I also saw and reviewed Kingdom of the Planet of the Apes, which you can read over at TheWrap. Briefly: I didn’t care for it!
Elsewhere, this past May the 4th (aka Star Wars Day), I rewatched the Star Wars sequel trilogy with my wife, who had never seen the concluding chapter, Rise of Skywalker. My opinion on the movies remains pretty fixed in that I think Force Awakens is an enjoyable-if-safe reboot, The Last Jedi is a bold, exhilarating challenge to the Star Wars mythos, and Rise of Skywalker is a rushed, deeply embarrassing final chapter that serves to make the whole Star Wars universe smaller and more insular. I also think it’s surprising (and perhaps a bit telling) that in the five years since Rise of Skywalker, there hasn’t been a new Star Wars movie or a new movie from its director, J.J. Abrams.
What I’m Reading
I finished reading Endurance this past weekend, and it scratched the itch for a non-fiction survival story, but it wasn’t completely what I was looking for. Part of why I like books like In the Heart of the Sea and The Lost City of Z is that while you certainly get a sense of a battle against the elements, there’s also a sense of the psychology and personalities at play. Endurance author Alfred Lansing doesn’t give us that. He’s far more focused on the “how” of their survival, which is certainly compelling but can also be a bit dry.
Also, they had to kill and eat their dog sled puppies. I get it was for survival and not for funsies, but still—more puppy-eating than I expected going in.

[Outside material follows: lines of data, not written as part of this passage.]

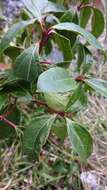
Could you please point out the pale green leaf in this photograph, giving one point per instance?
(12, 32)
(99, 85)
(56, 80)
(76, 28)
(36, 134)
(80, 139)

I’ve now moved on to reading Final Cut: Art, Money, and Ego in the Making of Heaven's Gate, the Film that Sank United Artists. I’ve never seen Heaven’s Gate, but since it’s leaving Criterion Channel at the end of the month, I figured now was finally the time to read this book and see the movie as well.
In other reads:
How Rebel ‘Star Wars’ Fans Saved the Original Movies by Sopan Deb [The New York Times] - I continue to find George Lucas’ relationship with the original Star Wars trilogy fascinating. Typically, when directors change an original cut, it’s because they and the audience agreed that there was a better version that needed to be realized. In the case of Star Wars, Lucas and fans disagree. He thinks the original movies are flawed, and audiences think those movies are largely perfect. Audiences also don’t agree that the changes Lucas made, like having Greedo shoot first or the clumsy scene where Han bargains with a poorly composited CGI Jabba the Hutt, improve the movies. I begrudgingly used to side with Lucas as they were his movies, and as owner of Lucasfilm, he was entitled to make those changes. But ever since he sold Lucasfilm to Disney, I’m now on the side of the fans, and if Lucas doesn’t want the untouched originals out in the world, then he shouldn’t have sold his company for $4 billion. Lucas may not like fans working to preserve the original cuts of the original trilogy, but I don’t like the “Jedi Rocks” scene in Return of the Jedi, and I don’t have $4 billion to cry on.
What I’m Hearing
Now that I’m fully caught up on The Bear, I’ve been listening to this playlist of various songs used across the show’s two seasons thus far. The show is incredibly good at needledrops, and if I ever need to feel stressed out, I can just pop on “New Noise.”
What I’m Playing
As my good friend Brad will attest, I am a weirdo for artificial video game achievements. I thought I would put down Final Fantasy VII Rebirth and move on, but no. Now I’m in it, and my completionist side is gnawing at me, telling me to do all the tough tasks to get to 100%. I should probably just seek therapy, but in all fairness, this is cheaper and therapists typically don’t give you trophies.
Great piece Matt about why The Fall Guy didn’t work. Nowadays for a blockbuster movie to be successful at the theater it needs to feel like an event or a huge family entertainment time.